SHAs were instructed by the DoH to start separating the commissioning and provision of medical education in England by April this year.
Dr Michelle Drage, joint chief executive of Londonwide LMCs, said this will effectively mean NHS managers controlling how GPs are taught, rather than deaneries.
'If you split the functions then the deanery will end up with one or none of these roles.

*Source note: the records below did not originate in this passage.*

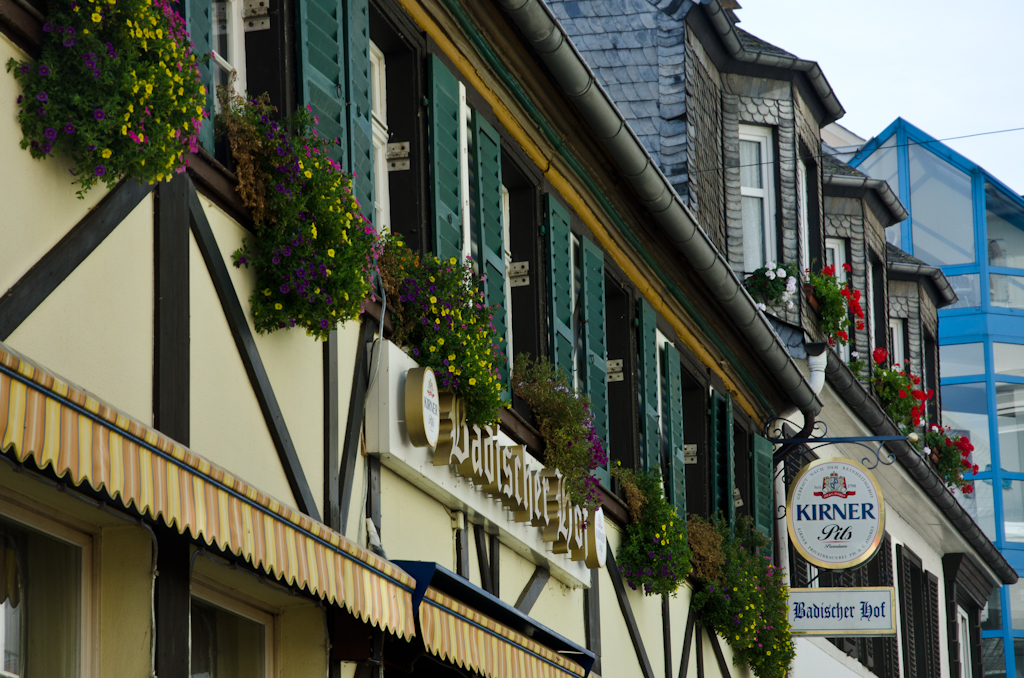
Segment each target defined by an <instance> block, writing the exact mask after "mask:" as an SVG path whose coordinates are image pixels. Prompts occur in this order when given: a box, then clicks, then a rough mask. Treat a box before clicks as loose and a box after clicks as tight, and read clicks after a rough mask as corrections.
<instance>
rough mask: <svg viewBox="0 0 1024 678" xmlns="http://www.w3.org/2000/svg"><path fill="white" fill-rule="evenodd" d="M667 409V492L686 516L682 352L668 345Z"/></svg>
mask: <svg viewBox="0 0 1024 678" xmlns="http://www.w3.org/2000/svg"><path fill="white" fill-rule="evenodd" d="M665 376H666V390H667V393H666V406H667V407H666V408H665V415H666V421H665V428H666V436H667V437H668V438H669V477H668V479H667V480H666V483H665V490H666V495H667V497H668V499H669V501H670V502H671V503H672V505H673V506H675V507H676V514H677V515H679V517H680V518H684V519H685V518H686V458H685V457H686V455H685V452H684V450H683V377H682V371H681V368H680V365H679V351H678V350H676V347H675V346H673V345H672V344H669V343H667V344H665Z"/></svg>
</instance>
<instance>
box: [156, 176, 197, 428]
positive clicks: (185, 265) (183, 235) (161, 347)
mask: <svg viewBox="0 0 1024 678" xmlns="http://www.w3.org/2000/svg"><path fill="white" fill-rule="evenodd" d="M156 212H157V214H156V219H155V220H154V239H153V242H154V257H153V259H154V262H153V279H154V288H155V289H154V296H155V301H154V309H153V310H154V312H153V320H154V330H153V421H154V426H155V427H156V428H157V430H159V431H161V432H163V433H165V434H167V435H169V436H170V437H172V438H174V439H175V440H177V441H178V442H180V443H181V444H183V446H187V444H188V443H189V442H188V438H189V416H188V413H189V397H190V392H191V385H190V372H189V365H190V363H189V351H188V341H189V339H188V335H189V325H188V317H189V305H188V304H189V301H188V245H189V243H188V241H189V236H188V177H187V176H185V175H184V174H177V175H175V176H174V178H173V179H171V180H170V181H169V182H167V183H163V184H161V185H160V187H159V188H158V189H157V210H156Z"/></svg>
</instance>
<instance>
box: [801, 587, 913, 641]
mask: <svg viewBox="0 0 1024 678" xmlns="http://www.w3.org/2000/svg"><path fill="white" fill-rule="evenodd" d="M895 606H896V590H895V589H894V588H893V587H891V586H888V587H886V586H881V587H863V588H850V589H846V588H824V587H822V588H818V589H790V631H791V633H793V635H795V636H797V635H799V636H837V637H845V636H895V635H896V617H895Z"/></svg>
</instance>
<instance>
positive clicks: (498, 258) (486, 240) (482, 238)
mask: <svg viewBox="0 0 1024 678" xmlns="http://www.w3.org/2000/svg"><path fill="white" fill-rule="evenodd" d="M472 138H473V147H472V159H473V210H474V216H475V221H476V227H477V229H478V231H479V241H480V266H481V270H482V272H483V276H484V278H485V279H486V280H484V281H483V297H484V299H485V300H486V302H487V305H488V306H498V308H497V309H496V310H495V312H494V315H493V316H492V323H493V324H494V326H495V330H497V332H498V336H499V337H500V338H501V340H502V341H501V342H500V345H501V348H502V350H503V351H506V350H508V322H507V313H506V303H505V231H504V228H503V227H502V141H501V137H499V136H498V132H497V131H496V130H495V128H494V127H492V126H490V124H489V123H488V122H487V121H486V120H484V119H483V116H481V115H480V114H478V113H477V112H476V111H473V136H472ZM498 372H499V374H501V377H502V386H503V392H504V393H505V397H509V366H508V362H503V363H502V364H501V365H499V366H498Z"/></svg>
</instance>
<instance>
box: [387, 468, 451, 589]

If the commissioners are not medical commissioners, they will be SHA commissioners.
'Training then becomes driven not by what makes the best GP, but what is best for managers and their services.'
Encouraging competition between deaneries could lead to some being starved of funds, said Dr Drage.
'It is theoretically possible that some could end up going bust,' she said.
Dr Prit Chahal, chairman of the UK Association of Programme Directors (UKAPD, formerly the UK Association of Course Organisers) said encouraging competition between deaneries 'may have the reverse effect on the quality of GP training.'
'I suspect this is a manifestation of the DoH's obsession with "splits" and performance indicators, in the hope that costs will be driven down,' he said.
UKAPD vice-chairman, Dr Brad Cheek, said it raised the possibility of private companies providing GP training.
'I do not think that a commercial provider would be prepared to accept the huge range of trainees currently entering GP training and to guarantee their successful completion in three years,' he said.
Dr Richard Wakeford, a UKAPD executive member, said the 'biggest issue' was whether the new coalition government would proceed with the policy. Training posts are already being frozen by SHAs, he said.
The DoH was unavailable to comment due to the recent change of government.
NHS London said the reforms would 'ensure we have the right training for the right services', and that GP educationalists were being consulted.